From the Autism Speaks website:
“Autism spectrum disorder (ASD) and autism are both general terms for a group of complex disorders of brain development. These disorders are characterized, in varying degrees, by difficulties in social interaction, verbal and nonverbal communication and repetitive behaviors. They include autistic disorder, Rett syndrome, childhood disintegrative disorder, pervasive developmental disorder-not otherwise specified (PDD-NOS) and Asperger syndrome….
Autism appears to have its roots in very early brain development. However, the most obvious signs of autism and symptoms of autism tend to emerge between 2 and 3 years of age.”

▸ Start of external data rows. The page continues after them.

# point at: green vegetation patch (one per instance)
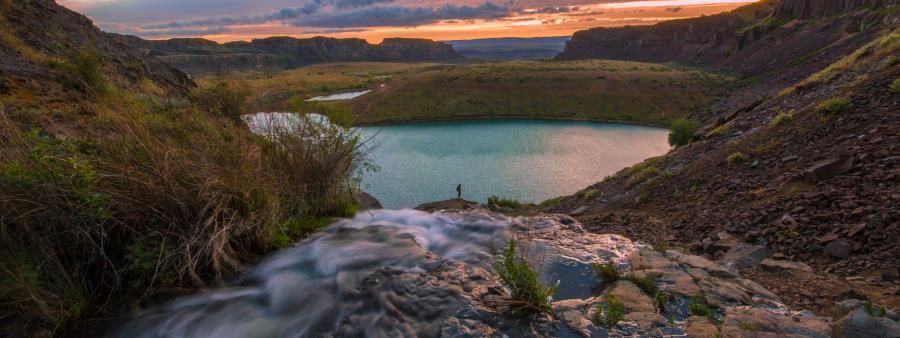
(737, 158)
(527, 294)
(783, 118)
(610, 312)
(682, 131)
(835, 105)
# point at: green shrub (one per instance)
(641, 176)
(661, 246)
(608, 272)
(737, 158)
(497, 202)
(682, 131)
(719, 131)
(611, 314)
(223, 97)
(550, 202)
(527, 293)
(698, 308)
(588, 194)
(84, 71)
(783, 118)
(834, 105)
(660, 299)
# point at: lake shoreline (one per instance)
(391, 122)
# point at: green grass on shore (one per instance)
(584, 90)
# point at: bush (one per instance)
(660, 299)
(223, 97)
(698, 308)
(682, 131)
(527, 293)
(611, 314)
(84, 71)
(497, 202)
(783, 118)
(641, 176)
(588, 194)
(834, 105)
(719, 131)
(608, 272)
(550, 202)
(737, 158)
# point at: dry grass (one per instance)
(885, 46)
(145, 196)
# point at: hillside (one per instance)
(199, 56)
(802, 159)
(581, 90)
(121, 182)
(511, 48)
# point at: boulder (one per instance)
(743, 321)
(786, 267)
(836, 165)
(634, 298)
(701, 327)
(840, 248)
(860, 323)
(743, 256)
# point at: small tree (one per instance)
(681, 132)
(223, 97)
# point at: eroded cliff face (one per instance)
(751, 40)
(38, 32)
(203, 56)
(813, 9)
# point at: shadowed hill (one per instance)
(203, 56)
(801, 159)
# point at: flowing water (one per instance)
(526, 160)
(385, 273)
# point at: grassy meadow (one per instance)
(585, 90)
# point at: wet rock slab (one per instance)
(389, 273)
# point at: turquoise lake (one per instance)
(527, 160)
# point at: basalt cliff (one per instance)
(195, 55)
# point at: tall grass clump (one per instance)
(783, 118)
(607, 272)
(527, 294)
(834, 105)
(682, 131)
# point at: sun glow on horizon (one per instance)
(531, 21)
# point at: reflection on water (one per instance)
(341, 96)
(527, 160)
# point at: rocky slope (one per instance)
(751, 40)
(36, 34)
(203, 56)
(801, 159)
(395, 273)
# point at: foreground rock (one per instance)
(390, 273)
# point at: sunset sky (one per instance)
(229, 20)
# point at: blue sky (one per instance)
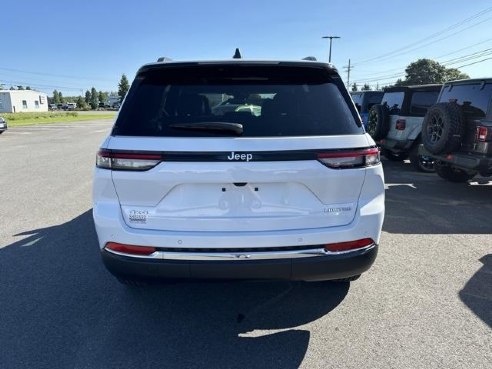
(74, 45)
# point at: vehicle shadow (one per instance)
(477, 293)
(61, 309)
(423, 203)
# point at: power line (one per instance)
(477, 62)
(411, 46)
(464, 48)
(54, 75)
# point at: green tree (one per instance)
(56, 97)
(425, 71)
(94, 102)
(80, 102)
(87, 97)
(103, 96)
(453, 74)
(123, 87)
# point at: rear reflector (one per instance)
(482, 134)
(400, 125)
(350, 245)
(107, 159)
(350, 159)
(130, 249)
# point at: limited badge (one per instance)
(138, 216)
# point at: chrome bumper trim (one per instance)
(229, 256)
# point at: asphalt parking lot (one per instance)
(426, 303)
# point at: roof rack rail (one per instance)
(237, 54)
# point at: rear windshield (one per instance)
(265, 101)
(421, 101)
(474, 98)
(394, 101)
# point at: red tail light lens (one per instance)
(350, 159)
(107, 159)
(350, 245)
(482, 133)
(130, 249)
(401, 124)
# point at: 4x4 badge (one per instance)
(241, 157)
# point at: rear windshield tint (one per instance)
(421, 101)
(394, 101)
(266, 101)
(474, 98)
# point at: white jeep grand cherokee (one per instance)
(292, 189)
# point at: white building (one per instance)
(22, 101)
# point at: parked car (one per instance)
(3, 125)
(457, 131)
(295, 193)
(396, 123)
(364, 101)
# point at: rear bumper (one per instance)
(316, 268)
(467, 161)
(396, 145)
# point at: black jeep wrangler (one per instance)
(457, 131)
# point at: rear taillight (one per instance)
(108, 159)
(482, 133)
(130, 249)
(400, 124)
(350, 245)
(350, 159)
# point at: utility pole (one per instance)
(349, 67)
(331, 39)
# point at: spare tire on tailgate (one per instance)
(443, 128)
(378, 121)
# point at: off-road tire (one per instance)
(453, 174)
(443, 128)
(378, 121)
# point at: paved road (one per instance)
(426, 303)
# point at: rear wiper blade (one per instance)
(236, 128)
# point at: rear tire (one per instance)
(453, 174)
(392, 156)
(419, 162)
(443, 128)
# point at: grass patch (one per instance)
(26, 119)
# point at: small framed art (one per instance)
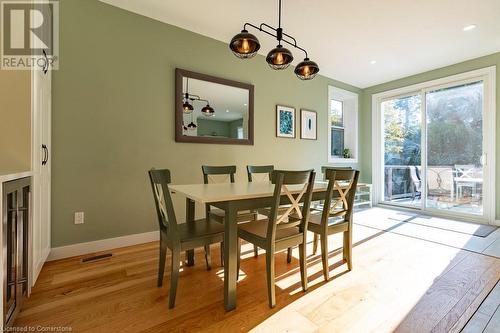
(285, 121)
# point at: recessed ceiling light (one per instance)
(470, 27)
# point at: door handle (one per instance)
(45, 158)
(46, 63)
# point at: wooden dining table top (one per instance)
(207, 193)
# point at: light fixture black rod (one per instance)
(294, 44)
(279, 13)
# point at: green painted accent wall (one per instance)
(113, 118)
(366, 108)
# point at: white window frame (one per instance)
(350, 101)
(488, 76)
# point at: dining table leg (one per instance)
(230, 257)
(190, 205)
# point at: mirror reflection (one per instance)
(214, 110)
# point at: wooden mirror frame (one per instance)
(179, 74)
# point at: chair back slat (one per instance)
(163, 201)
(209, 171)
(344, 182)
(285, 182)
(325, 168)
(259, 169)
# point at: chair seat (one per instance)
(259, 228)
(243, 216)
(315, 221)
(200, 229)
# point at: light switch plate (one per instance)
(79, 218)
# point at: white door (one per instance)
(41, 90)
(41, 165)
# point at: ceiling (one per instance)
(404, 37)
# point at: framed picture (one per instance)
(308, 125)
(285, 121)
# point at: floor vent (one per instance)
(97, 258)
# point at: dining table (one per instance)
(232, 198)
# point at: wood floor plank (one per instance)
(397, 282)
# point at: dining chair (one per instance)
(178, 237)
(279, 232)
(336, 215)
(252, 170)
(324, 168)
(227, 172)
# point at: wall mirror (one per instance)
(209, 109)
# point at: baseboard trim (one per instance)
(101, 245)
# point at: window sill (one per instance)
(341, 160)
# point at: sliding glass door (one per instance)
(402, 133)
(454, 169)
(433, 149)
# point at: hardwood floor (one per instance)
(398, 283)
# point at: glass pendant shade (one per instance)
(208, 111)
(187, 108)
(279, 58)
(306, 70)
(244, 45)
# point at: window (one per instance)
(342, 126)
(337, 128)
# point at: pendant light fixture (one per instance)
(245, 45)
(188, 108)
(208, 111)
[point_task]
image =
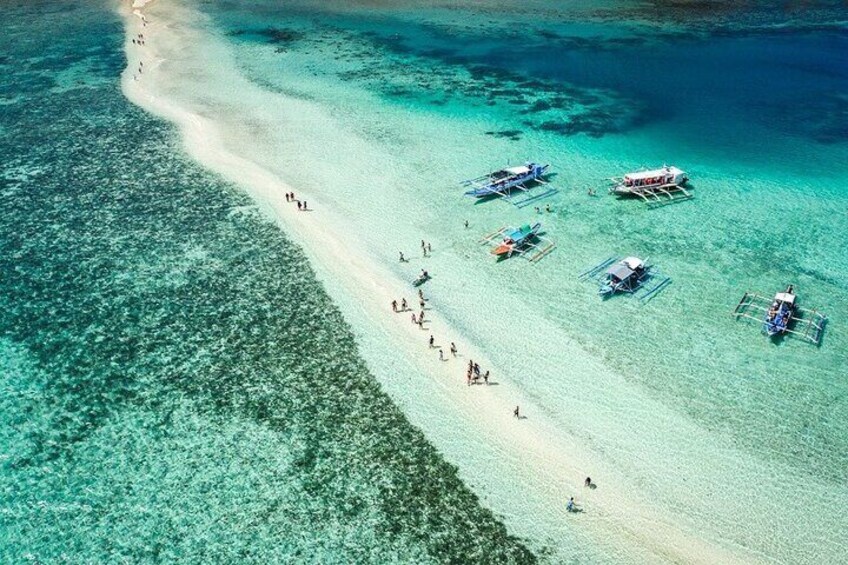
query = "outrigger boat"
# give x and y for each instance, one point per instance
(421, 278)
(517, 239)
(631, 275)
(780, 313)
(524, 239)
(656, 186)
(504, 181)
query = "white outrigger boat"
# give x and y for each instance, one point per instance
(655, 186)
(778, 314)
(504, 181)
(525, 240)
(629, 275)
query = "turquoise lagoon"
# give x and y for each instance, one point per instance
(176, 385)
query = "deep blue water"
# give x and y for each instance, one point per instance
(175, 383)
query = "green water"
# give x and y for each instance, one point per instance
(176, 386)
(375, 112)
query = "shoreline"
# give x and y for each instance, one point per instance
(369, 287)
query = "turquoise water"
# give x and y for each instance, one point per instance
(758, 117)
(176, 385)
(376, 111)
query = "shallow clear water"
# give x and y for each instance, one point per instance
(377, 112)
(176, 385)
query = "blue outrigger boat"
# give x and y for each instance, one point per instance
(778, 314)
(630, 275)
(524, 240)
(503, 181)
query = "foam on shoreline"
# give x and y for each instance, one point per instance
(535, 456)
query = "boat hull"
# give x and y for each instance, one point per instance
(499, 187)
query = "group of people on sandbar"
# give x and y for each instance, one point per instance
(300, 205)
(473, 374)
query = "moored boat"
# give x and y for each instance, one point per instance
(650, 181)
(626, 276)
(781, 312)
(517, 239)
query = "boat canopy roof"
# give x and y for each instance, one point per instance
(654, 173)
(620, 271)
(785, 297)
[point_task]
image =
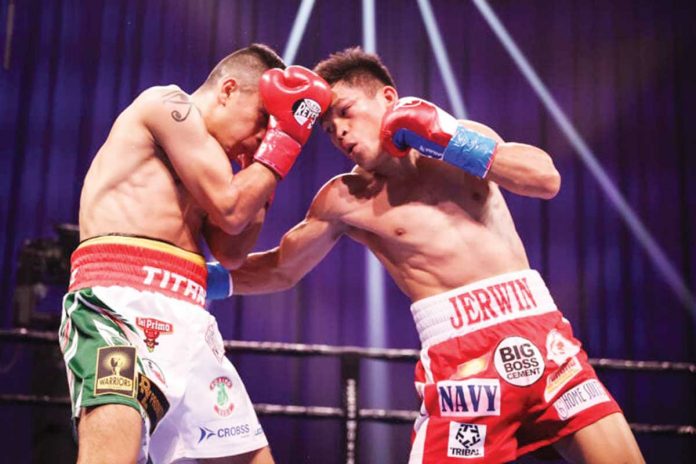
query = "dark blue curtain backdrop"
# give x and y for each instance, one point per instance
(620, 69)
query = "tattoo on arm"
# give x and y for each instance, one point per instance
(177, 97)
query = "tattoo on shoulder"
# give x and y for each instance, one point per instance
(182, 104)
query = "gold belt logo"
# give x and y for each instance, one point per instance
(115, 371)
(153, 401)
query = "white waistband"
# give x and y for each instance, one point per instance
(481, 304)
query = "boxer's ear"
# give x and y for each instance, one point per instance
(227, 87)
(389, 95)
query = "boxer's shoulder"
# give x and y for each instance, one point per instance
(344, 193)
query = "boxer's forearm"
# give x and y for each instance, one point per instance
(260, 274)
(524, 170)
(231, 250)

The first few weeks after Andre’s diagnosis were murky; there was so much to absorb and process, but I am so thankful for the people who helped me navigate those dark waters. There are so many resources availble, and thank GOD for Social Media, which makes it so easy to connect with parents who understand that sometimes you want to cry. In public. That your 5 year old is terrified of public restrooms and you haven’t been able to use one in years. That your child still isn’t fully potty trained. That you dream of being able to hold a basic conversation with your child. That there’s just so much verbal stimming anyone can take.
Three years into our journey, what I know more than ever is the importance of spreading the awareness of exactly what Autism is. No, my child is not a monster, nor is he Rain Man, and he certainly does not need more disciplining from me. What he needs is understanding from the world. And my dream is that one day that will come to pass.
The best thing you can do for a family that deals with Austism? Educate yourself on Autism. Be supportive. Be there.
Andre is my lively, smart, handsome little boy. And I am one very proud mother.
Here’s more about Andre. He’s a pretty cool kid. 🙂
April is Autism Awareness Month, and April 2nd is Light It Up Blue day. On this special day, many landmarks, including the Empire State Building, will be lit up with blue lights, to spread awareness of Autism. 1 in 88 children are diagnosed with Autism Spectrum Disorder … awareness is more important than ever!